Tax policy is a hot item in the news these days. In his State of the Union address President Obama laid out several changes he’d like to make to the tax code. Republicans also have their own plans to revitalize the tax code. Regardless, there’s much optimism in the air around the possibility that tax reform could be an area of compromise this year.
For inspiration, leaders from both parties should look to President Coolidge. The President possessed a distinct reverence for the calling of public service, and he cherished the opportunity given him by the voters to serve as their chief executive. He viewed public office as a compact between the officeholder and the people, and he understand that, as superintendent of the public purse, the dollars he stewarded were not his own, but came from the toil of the American taxpayer. Coolidge believed the people deserved to keep as much of the money they earned as possible, and to have the funds they contributed to the national government managed responsibly. Coolidge noted in his 1925 Inaugural Address:
“The collection of any taxes which are not absolutely required, which do not beyond reasonable doubt contribute to the public welfare, is only a species of legalized larceny. Under this republic the rewards of industry belong to those who earn them. The only constitutional tax is the tax which ministers to public necessity. The property of the country belongs to the people of the country. Their title is absolute.”
Acting upon these beliefs, Coolidge worked tirelessly to reduce the burden of taxation on the American people. The rate of tax coming out of the Great War topped out at 77 percent for income over $1 million, due to the necessity of funding the troops in Europe. During the Harding Administration the rates were reduced substantially with the Revenue Act of 1921. In 1922, the combined top marginal normal and surtax rate was reduced to 58 percent from 73 percent. The Revenue Act of 1924 reduced rates retroactively for 1923, and by 1924 the top rate had come down to 46 percent of income over $500,000.
After that initial round of tax cuts, Coolidge continued to cut. His Revenue Act of 1926 lowered the top rate again, this time all the way down to 25 percent for incomes over $100,000. Because that act too was retroactive, the 25 percent rate was in place from 1925 to 1928 — a rate even lower than Ronald Reagan’s top tax rate of 28 percent.
Many question the importance of Coolidge’s tax reductions to the economy. The Treasury Secretary who presided over the cuts, Andrew Mellon, provides a worthy answer to such questions in his book Taxation: the People’s Business. Mellon noted that many wealthy individuals had placed large amounts of money into tax-sheltering financial instruments such as municipal bonds instead of investing that money in the private economy, all in order to avoid paying the steep rates under Woodrow Wilson.
This trend was reversed with the enactment of the Harding-Coolidge tax cuts. As a result of these policies the economy flourished. Economic productivity increased, as did employment and income levels along with it. Not only that, but tax revenue remained strong as a result of a growing economy and so many high-income earners deciding to invest their money instead of sheltering it. Not only did high-income earners pay a larger amount of taxes, but they also paid a higher percentage of all taxes. Perhaps most important, Coolidge used his tax accomplishments to help pay down the national debt. By the time Coolidge left office the national debt was lowered to $16.9 billion in 1929 from $22.3 billion in 1923, and the Federal Budget was reduced to $3.1 billion in 1929 from $5.1 billion in 1921.

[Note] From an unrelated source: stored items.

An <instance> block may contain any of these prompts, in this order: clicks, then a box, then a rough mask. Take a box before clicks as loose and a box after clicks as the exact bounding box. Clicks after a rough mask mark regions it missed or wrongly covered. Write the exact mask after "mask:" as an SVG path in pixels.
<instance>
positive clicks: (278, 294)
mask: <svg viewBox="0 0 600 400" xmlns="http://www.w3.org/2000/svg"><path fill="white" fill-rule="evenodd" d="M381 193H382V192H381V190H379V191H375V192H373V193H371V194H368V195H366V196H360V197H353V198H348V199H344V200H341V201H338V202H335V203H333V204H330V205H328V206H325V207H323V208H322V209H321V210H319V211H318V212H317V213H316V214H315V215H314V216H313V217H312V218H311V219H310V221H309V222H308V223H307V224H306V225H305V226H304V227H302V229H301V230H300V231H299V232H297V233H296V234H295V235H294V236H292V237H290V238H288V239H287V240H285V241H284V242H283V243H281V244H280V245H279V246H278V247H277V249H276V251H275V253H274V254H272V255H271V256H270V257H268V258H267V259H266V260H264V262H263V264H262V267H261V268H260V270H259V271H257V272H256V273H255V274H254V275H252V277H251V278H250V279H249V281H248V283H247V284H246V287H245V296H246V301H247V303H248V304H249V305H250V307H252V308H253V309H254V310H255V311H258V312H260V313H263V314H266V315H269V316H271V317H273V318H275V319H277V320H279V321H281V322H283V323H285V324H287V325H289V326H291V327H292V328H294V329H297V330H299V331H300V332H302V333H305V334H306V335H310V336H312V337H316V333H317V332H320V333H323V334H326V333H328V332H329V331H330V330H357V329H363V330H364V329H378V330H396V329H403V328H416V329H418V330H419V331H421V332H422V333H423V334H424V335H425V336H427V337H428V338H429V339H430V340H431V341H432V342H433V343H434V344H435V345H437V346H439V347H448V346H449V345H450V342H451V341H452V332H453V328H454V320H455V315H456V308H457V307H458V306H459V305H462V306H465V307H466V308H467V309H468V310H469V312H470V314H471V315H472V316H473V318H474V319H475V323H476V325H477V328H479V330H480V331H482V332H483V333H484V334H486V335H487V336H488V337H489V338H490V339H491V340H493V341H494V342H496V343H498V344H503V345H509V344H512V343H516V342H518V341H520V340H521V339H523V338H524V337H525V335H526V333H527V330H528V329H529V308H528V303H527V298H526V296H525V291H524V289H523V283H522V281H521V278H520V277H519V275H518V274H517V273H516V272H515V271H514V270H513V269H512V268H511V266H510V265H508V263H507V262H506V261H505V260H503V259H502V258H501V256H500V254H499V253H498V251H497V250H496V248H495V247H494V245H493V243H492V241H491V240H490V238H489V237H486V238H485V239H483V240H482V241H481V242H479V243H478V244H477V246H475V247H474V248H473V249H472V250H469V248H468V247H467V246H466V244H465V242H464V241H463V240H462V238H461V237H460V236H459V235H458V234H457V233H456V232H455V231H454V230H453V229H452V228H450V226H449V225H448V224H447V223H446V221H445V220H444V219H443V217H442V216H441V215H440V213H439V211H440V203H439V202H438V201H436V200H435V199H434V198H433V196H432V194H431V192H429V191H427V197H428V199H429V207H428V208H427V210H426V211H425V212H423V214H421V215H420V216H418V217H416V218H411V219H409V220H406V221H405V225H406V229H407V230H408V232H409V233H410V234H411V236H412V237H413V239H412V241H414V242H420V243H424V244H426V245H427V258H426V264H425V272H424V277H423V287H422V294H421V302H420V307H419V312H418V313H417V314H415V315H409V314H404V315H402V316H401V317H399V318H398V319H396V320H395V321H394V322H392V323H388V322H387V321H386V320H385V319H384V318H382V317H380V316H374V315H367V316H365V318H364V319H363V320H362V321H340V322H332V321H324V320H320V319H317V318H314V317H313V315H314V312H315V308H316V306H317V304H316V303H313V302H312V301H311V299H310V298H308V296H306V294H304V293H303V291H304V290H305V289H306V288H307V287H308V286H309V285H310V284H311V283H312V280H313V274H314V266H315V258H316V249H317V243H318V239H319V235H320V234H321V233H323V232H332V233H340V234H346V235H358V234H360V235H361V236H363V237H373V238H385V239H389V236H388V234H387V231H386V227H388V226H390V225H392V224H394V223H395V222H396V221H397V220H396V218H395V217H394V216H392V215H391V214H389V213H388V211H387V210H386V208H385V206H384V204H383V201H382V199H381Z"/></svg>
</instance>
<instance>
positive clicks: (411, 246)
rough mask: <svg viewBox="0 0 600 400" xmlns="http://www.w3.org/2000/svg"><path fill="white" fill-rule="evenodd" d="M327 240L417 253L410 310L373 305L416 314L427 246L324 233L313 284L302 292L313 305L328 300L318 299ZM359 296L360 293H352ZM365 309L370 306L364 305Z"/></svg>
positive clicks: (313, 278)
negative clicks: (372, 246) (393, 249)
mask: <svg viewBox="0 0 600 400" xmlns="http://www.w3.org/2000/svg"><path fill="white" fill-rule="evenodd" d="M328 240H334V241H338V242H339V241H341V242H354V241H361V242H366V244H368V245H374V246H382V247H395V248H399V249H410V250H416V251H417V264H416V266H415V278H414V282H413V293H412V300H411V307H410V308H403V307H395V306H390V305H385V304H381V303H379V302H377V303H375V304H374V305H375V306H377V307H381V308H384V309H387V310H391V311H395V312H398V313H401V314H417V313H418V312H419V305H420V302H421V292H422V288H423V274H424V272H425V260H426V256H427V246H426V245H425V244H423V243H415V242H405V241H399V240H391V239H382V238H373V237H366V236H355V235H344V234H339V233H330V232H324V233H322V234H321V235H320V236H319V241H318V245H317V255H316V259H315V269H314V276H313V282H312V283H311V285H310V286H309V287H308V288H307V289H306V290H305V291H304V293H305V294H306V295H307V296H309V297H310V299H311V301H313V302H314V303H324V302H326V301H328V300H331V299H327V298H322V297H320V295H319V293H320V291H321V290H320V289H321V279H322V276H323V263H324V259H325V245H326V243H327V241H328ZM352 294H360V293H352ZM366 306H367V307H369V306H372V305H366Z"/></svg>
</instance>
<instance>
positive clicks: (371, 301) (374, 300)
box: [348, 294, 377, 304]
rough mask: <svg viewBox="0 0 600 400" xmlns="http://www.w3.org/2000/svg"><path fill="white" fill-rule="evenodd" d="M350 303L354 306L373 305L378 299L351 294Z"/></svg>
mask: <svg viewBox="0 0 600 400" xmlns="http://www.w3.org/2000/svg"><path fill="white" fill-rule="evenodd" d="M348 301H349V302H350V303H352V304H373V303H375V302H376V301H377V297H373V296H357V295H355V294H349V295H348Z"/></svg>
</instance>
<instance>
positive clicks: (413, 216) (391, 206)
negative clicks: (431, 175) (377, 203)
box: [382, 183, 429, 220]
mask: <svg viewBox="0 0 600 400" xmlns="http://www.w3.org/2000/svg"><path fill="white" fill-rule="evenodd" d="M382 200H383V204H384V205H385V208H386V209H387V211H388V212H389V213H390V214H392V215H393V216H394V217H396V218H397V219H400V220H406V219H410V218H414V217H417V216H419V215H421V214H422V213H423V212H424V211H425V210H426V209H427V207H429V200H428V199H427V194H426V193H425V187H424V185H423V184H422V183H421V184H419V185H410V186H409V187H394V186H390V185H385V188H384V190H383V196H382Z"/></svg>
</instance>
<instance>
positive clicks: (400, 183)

Coolidge’s fiscal policy was a pivotal ingredient for the prosperity of the Roaring ‘20s. Flappers and jazz certainly played their role in that jet set age, but if you want to know why the 1920s was a booming decade you must look to Coolidge’s sound management of the public purse. Coolidge understood that he had a special duty to administer the Treasury soundly by imposing prudence and moderation upon its activities, and the people rewarded him for it. The Coolidge example suggests that thrift, saving, and investment can be winning formulas for the success and prosperity of the economy.